ElasticSearch Import/Export
There are several ways to import/export indexes from ElasticSearch but over the years some OpenAF scripts were made for the same that were captured in two ojob.io ojobs:
- ojob.io/es/export
- ojob.io/es/import
As the name implies one should be used to export data from ElasticSearch and the other to import data. The data is stored in ndjson to make it easier to “transport it” between different ElasticSearch environments and versions (with some limitations depending on the version).
To move data within the same ElasticSearch cluster you should use other available features from ElasticSearch like reindex.
Exporting data
The ojob.io/es/export ojob currently has the following possible options (you can check them also be executing ojob ojob.io/es/export -jobhelp
):
Option | Mandatory | Description |
---|---|---|
url | yes | The ElasticSearch/OpenSearch instance URL |
output | no | The output folder where the ndjson files will be created |
user | no | The user credential, if necessary, to access the cluster |
pass | no | The password credential, if necessary, to access the cluster |
idx | no | A regular expression filter for the indices to export (otherwise all will be exported) |
force | no | If force=true it will not check if there is a previous ndjson file for each index |
filter | no | Comma separated pairs of field value filters (for example: “field1:abc,field2:xyz”) |
notfilter | no | Comma separated pairs of field value not filters (for example: “field1:abc,field2:xyz”) |
from | no | Date greater-than or equal (for example: 2022-03-04T01:02:03) |
to | no | Date lower-than or equal (for example: 2022-03-02T02:03:04) |
Everytime that it runs (without the force option) ojob.io/es/export will check if there is previous data for a specific index. In scenarios that, for example, you have a new daily index and you run ojob.io/es/export also daily it will not try to export again data from previous indexes found on the same folder.

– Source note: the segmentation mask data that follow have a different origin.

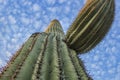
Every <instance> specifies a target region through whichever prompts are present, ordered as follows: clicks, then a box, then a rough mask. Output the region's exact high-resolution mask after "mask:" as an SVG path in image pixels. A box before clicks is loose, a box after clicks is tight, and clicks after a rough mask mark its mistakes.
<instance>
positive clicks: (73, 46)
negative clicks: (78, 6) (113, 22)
mask: <svg viewBox="0 0 120 80" xmlns="http://www.w3.org/2000/svg"><path fill="white" fill-rule="evenodd" d="M113 17H114V0H90V1H89V0H88V1H87V3H86V5H85V7H84V8H83V9H82V10H81V12H80V13H79V14H78V16H77V18H76V19H75V21H74V22H73V24H72V25H71V27H70V28H69V29H68V32H67V35H66V42H67V44H68V46H69V47H70V48H72V49H74V50H76V51H77V52H80V53H84V52H87V51H89V50H91V49H92V48H93V47H95V46H96V45H97V44H98V43H99V42H100V41H101V40H102V38H103V37H104V36H105V34H106V33H107V32H108V30H109V28H110V25H111V23H112V21H113Z"/></svg>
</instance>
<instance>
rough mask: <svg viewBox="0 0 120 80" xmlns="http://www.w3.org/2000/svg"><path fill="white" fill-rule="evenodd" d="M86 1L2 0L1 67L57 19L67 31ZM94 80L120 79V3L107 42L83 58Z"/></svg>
mask: <svg viewBox="0 0 120 80" xmlns="http://www.w3.org/2000/svg"><path fill="white" fill-rule="evenodd" d="M84 3H85V0H69V1H68V0H0V66H1V67H2V66H4V65H5V64H6V62H7V61H8V60H9V58H10V57H11V56H12V55H13V54H14V53H15V52H16V51H17V50H18V49H19V48H20V46H21V45H22V44H23V43H24V42H25V41H26V40H27V39H28V38H29V36H30V35H31V34H32V33H34V32H42V31H44V30H45V29H46V27H47V26H48V24H49V23H50V21H51V20H53V19H58V20H59V21H60V23H61V24H62V26H63V29H64V31H65V32H66V31H67V29H68V27H69V25H70V24H71V23H72V21H73V20H74V19H75V17H76V15H77V14H78V12H79V11H80V9H81V8H82V6H83V5H84ZM80 57H81V58H82V60H83V61H84V62H85V66H86V69H87V70H88V73H89V74H90V75H91V76H92V77H93V79H94V80H120V0H116V15H115V20H114V22H113V25H112V28H111V29H110V31H109V33H108V34H107V36H106V37H105V38H104V40H103V41H102V42H101V43H100V44H99V45H98V46H96V48H94V49H93V50H91V51H90V52H88V53H86V54H84V55H80Z"/></svg>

Note: output files will be automatically gziped to save space.
Examples:
Export data to folder ‘out’ from all indices that start with ‘my-data’:
ojob ojob.io/es/export url=https://my.elastic.search.cluster:9200 output=out idx=my-data*
Export data to folder ‘out’ from all indices that start with ‘my-data’ where the corresponding documents have a field ‘type’ with the value ‘audit’:
ojob ojob.io/es/export url=https://my.elastic.search.cluster:9200 output=out idx=my-data* filter=type:audit
Export data to folder ‘out’ from all indices that start with ‘my-data’ where the corresponding documents have a field ‘@timestamp’ between 1st of October 2022 and the end of the 2nd of October 2022:
ojob ojob.io/es/export url=https://my.elastic.search.cluster:9200 output=out idx=my-data* from=2022-10-01T00:00:00 to=2022-10-02T23:59:59
Importing data
After exporting data you might need to import it. To do this you can use ojob.io/es/import ojob:
ojob ojob.io/es/import url=http://my.elastic2.search.cluster:9200 file=out/my-data-22.ndjson.gz index=their-data-22
The ojob.io/es/import ojob currently has the following possible options (you can check them also be executing ojob ojob.io/es/import -jobhelp
)
Option | Mandatory | Description |
---|---|---|
url | yes | The ElasticSearch/OpenSearch instance URL |
user | no | The user credential, if necessary, to access the cluster |
pass | no | The password credential, if necessary, to access the cluster |
index | yes | The index to which data will be imported to |
file | yes | The ndjson (.gz or not) with the data to import (usually result of ojob.io/es/export) |
Using them in an air gap environment
To use these in an air gap enviroment (without Internet) you will need:
- the latest OpenAF version
- the ojob.io/es/export yaml file (
ojob ojob.io/get job=ojob.io/es/export airgap=true
) - the ojob.io/es/import yaml file (
ojob ojob.io/get job=ojob.io/es/import airgap=true
)